Lane Detection: Brief History and the Road Ahead
At KeepTruckin, Inc., we are developing artificial intelligence (AI)-based solutions to monitor drivers’ behavior, identify unsafe driving practices, and eventually convert these patterns into scores. Lane-related actions, such as tailgating, unsafe lane changes, and cut-off tailgating, constitute an integral part of a driving assessment. We at KeepTruckin are exploring the latest tools and techniques for lane detection as part of our research. To establish a context, this blog orients you to the prevailing trends in this area, and highlights their shortcomings.
As the number of self-driving cars increases, advanced driver assistance systems (ADAS) develop in parallel. One aspect of automation that we share with these autonomous systems is road lane detection.
For KeepTruckin purposes, lane detection is critical in identifying and ensuring safe driving practices. An on-board system with this capability can alert the driver in the event of an unsafe lane change. Lane detection is also instrumental in understanding road layout and surrounding scene geometry for proper route planning.
As we discussed in our distance estimation blog, accidents in the U.S. carry a hefty penalty for the driver at fault. One of the primary scenarios leading up to accidents is tailgating; that is, the act of following a vehicle at a distance shorter than the minimal required braking distance for the speed in question. In order to measure overall safety, in addition to knowing the distance from the lead vehicle (to measure tailgating), we also need the location of nearby lanes on the road. Drivers can be scored based on their position in their lane, their frequency of lane changes, and their distance from the lead vehicle.

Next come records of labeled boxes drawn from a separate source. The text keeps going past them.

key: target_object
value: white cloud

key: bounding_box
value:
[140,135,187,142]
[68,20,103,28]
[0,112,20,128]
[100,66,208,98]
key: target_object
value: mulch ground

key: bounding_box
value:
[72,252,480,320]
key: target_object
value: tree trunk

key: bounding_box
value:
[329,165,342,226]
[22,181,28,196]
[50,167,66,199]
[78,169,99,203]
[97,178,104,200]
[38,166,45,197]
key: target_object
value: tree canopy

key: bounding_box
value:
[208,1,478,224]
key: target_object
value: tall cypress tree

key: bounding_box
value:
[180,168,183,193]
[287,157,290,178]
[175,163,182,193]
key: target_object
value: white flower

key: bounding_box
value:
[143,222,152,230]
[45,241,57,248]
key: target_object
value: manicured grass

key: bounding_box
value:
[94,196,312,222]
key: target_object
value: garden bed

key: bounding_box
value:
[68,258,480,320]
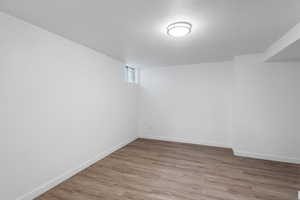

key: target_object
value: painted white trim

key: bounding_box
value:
[140,136,300,164]
[140,135,231,148]
[16,137,137,200]
[233,149,300,164]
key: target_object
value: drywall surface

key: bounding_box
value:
[232,55,300,163]
[0,13,136,200]
[139,62,233,146]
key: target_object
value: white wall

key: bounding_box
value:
[233,55,300,163]
[0,13,136,200]
[139,62,233,146]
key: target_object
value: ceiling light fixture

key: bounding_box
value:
[167,22,192,37]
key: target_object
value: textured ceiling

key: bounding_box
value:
[0,0,300,67]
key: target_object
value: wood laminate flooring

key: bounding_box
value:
[37,139,300,200]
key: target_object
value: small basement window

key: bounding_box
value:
[125,66,137,83]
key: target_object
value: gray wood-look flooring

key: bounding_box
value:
[37,139,300,200]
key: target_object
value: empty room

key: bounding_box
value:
[0,0,300,200]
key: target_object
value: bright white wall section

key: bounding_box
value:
[0,13,136,200]
[139,62,233,146]
[233,55,300,163]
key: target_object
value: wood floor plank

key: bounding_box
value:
[36,139,300,200]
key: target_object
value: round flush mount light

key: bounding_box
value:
[167,22,192,37]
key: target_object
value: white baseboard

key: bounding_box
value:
[139,136,300,164]
[140,135,231,148]
[16,137,137,200]
[233,150,300,164]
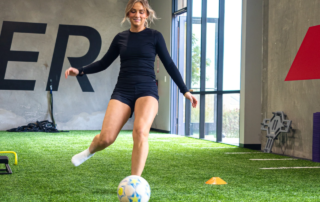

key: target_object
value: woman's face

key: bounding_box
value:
[128,2,148,27]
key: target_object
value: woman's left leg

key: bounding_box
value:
[131,96,158,176]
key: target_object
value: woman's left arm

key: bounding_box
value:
[155,31,198,107]
[155,32,189,95]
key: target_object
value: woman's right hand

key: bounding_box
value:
[64,67,79,78]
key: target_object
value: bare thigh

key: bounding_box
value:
[133,96,159,140]
[100,99,131,143]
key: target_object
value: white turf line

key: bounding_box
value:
[260,166,320,170]
[249,158,298,161]
[225,152,265,154]
[190,147,238,149]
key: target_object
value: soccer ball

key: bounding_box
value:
[118,175,151,202]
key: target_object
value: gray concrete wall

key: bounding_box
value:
[0,0,132,130]
[240,0,263,147]
[150,0,172,131]
[261,0,320,159]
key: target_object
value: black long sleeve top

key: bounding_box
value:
[79,28,188,94]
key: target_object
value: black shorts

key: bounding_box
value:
[111,81,159,118]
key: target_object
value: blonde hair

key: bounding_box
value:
[121,0,159,27]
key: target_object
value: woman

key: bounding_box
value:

For example, changing lanes without using turning signals is an unsafe practice. Also unsafe is the practice of changing lanes in such a way that the new distance from the lead vehicle falls below the safety threshold. Fleet managers can use such data to monitor and subsequently educate drivers with a view to reducing accidents. So if we agree that lane detection is important, let’s review which methods have been available so far.
Dashcam Images for Lane Detection
Lane markings have been widely used as the main identifiers of lane boundaries. A forward-facing dashcam mounted inside the cabin is typically used for image acquisition. From these images, lane lines are detected using either a model-based or feature-based approach. We’ll talk about each one.
Feature-Based Approach to Lane Boundary Detection
In the feature-based approach, low-level edge features are typically used for lane boundary detection. As you can see in the figure below, low-level feature based lane line detection works well with proper thresholding of the background region.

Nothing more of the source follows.